Norovirus – Hygiene schützt vor Ansteckung

Jedes Jahr treibt der Norovirus sein Unwesen. Durch seine blitzartige Ausbreitung erkranken viele Menschen an der Brech- und Durchfallerkrankung.

Der Ausbruch des Norovirus ist häufig eine Meldung in den Nachrichten, da sich durch seine blitzartige Ausbreitung rasch viele Menschen an der Brech- und Durchfallerkrankung anstecken. Kleine Kinder und ältere Menschen sind besonders gefährdet, sich mit der Brech- und Durchfallerkrankung zu infizieren. Schon kleinste Mengen des Norovirus reichen aus, um eine Infektion zu verursachen. Insbesondere im Winter ist die Ansteckungsgefahr für die Menschen besonders groß. Der ständige Wechsel zwischen den warmen Temperaturen der Innenräume mit der frostigen Kälte im Freien beansprucht das Immunsystem des Körpers stärker als im Sommer. Trifft der Norovirus auf ein ohnehin geschwächtes Immunsystem, hat der Verursacher der Brech- und Durchfallerkrankung leichtes Spiel. Die Übertragung des Norovirus erfolgt von Mensch zu Mensch, mögliche Infektionswege sind über den Stuhl, Erbrochenem sowie Aersol, das beim Erbrechen entsteht.

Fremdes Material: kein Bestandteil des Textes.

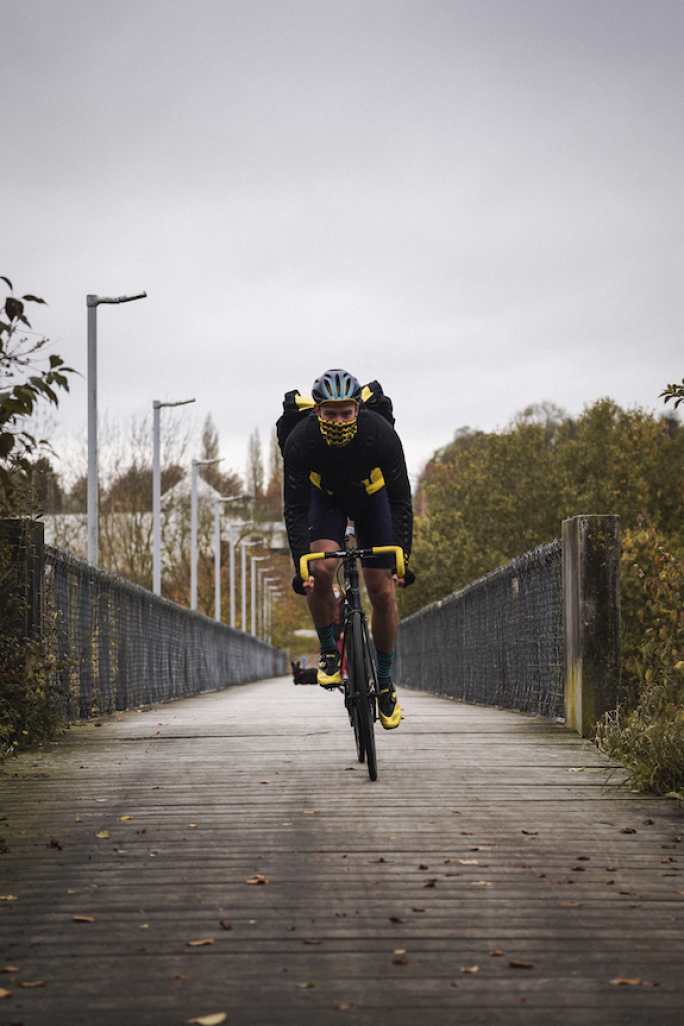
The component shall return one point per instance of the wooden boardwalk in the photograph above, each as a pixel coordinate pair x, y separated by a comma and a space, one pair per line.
489, 876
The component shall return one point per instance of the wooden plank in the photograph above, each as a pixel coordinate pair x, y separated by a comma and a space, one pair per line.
486, 831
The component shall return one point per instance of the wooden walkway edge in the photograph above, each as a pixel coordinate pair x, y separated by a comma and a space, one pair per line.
493, 874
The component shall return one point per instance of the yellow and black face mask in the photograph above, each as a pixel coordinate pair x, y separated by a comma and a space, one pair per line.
337, 434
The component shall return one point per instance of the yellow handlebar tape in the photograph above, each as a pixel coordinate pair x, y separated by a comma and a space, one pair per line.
377, 550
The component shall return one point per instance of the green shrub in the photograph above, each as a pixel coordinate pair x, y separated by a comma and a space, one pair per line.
646, 733
30, 703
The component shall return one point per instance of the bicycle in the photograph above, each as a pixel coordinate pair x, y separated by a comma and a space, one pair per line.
359, 680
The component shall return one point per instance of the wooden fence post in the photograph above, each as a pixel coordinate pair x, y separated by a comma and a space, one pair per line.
592, 619
23, 592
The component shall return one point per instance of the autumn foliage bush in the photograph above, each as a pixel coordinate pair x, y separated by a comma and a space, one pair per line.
646, 733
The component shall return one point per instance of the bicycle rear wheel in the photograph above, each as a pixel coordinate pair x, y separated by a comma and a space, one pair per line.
360, 680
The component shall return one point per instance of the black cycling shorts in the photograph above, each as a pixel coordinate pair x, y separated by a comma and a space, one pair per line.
372, 521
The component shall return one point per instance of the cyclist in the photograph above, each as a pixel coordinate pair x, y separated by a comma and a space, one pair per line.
346, 461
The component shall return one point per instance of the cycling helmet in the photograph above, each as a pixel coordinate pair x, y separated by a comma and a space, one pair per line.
336, 386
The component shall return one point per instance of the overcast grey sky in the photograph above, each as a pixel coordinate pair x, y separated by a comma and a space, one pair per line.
478, 202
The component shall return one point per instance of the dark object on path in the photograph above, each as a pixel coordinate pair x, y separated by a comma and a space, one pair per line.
309, 675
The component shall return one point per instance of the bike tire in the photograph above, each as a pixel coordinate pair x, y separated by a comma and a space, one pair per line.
360, 688
350, 692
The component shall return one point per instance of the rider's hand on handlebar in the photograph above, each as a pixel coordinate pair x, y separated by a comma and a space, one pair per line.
303, 587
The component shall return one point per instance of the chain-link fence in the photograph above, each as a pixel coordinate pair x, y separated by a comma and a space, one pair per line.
119, 645
497, 641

Wie kann man sich mit dem Norovirus anstecken?

Verunreinigte Speisen oder Getränke sind häufige Ursachen für den Ausbruch der Brech- und Durchfallerkrankung. Da der Norovirus sehr widerstandsfähig ist, stecken sich viele Menschen zum Beispiel über kontminierte Türgriffe und Kleidung an. So erklärt sich auch die rasche Ausbreitung der Brech- und Durchfallerkrankung in Kindergärten, Schulen, Seniorenheimen oder Krankenhäusern. Fatal hieran ist, dass das Immunsystem von Kindern, Senioren oder Kranken meist nicht besonders gut entwickelt oder geschwächt ist. Die Inkubationszeit beträgt nur bis zu drei Tagen, die Ansteckungsgefahr beseht während der gesamten akuten Erkrankungsphase bis zu zwei Tage danach. Sogar noch bis zu zwei Wochen nach Abklingen der Brech- und Durchfallerkrankung kann der Norovirus weitergegeben werden.

Wie kann man sich vor Ansteckung schützen?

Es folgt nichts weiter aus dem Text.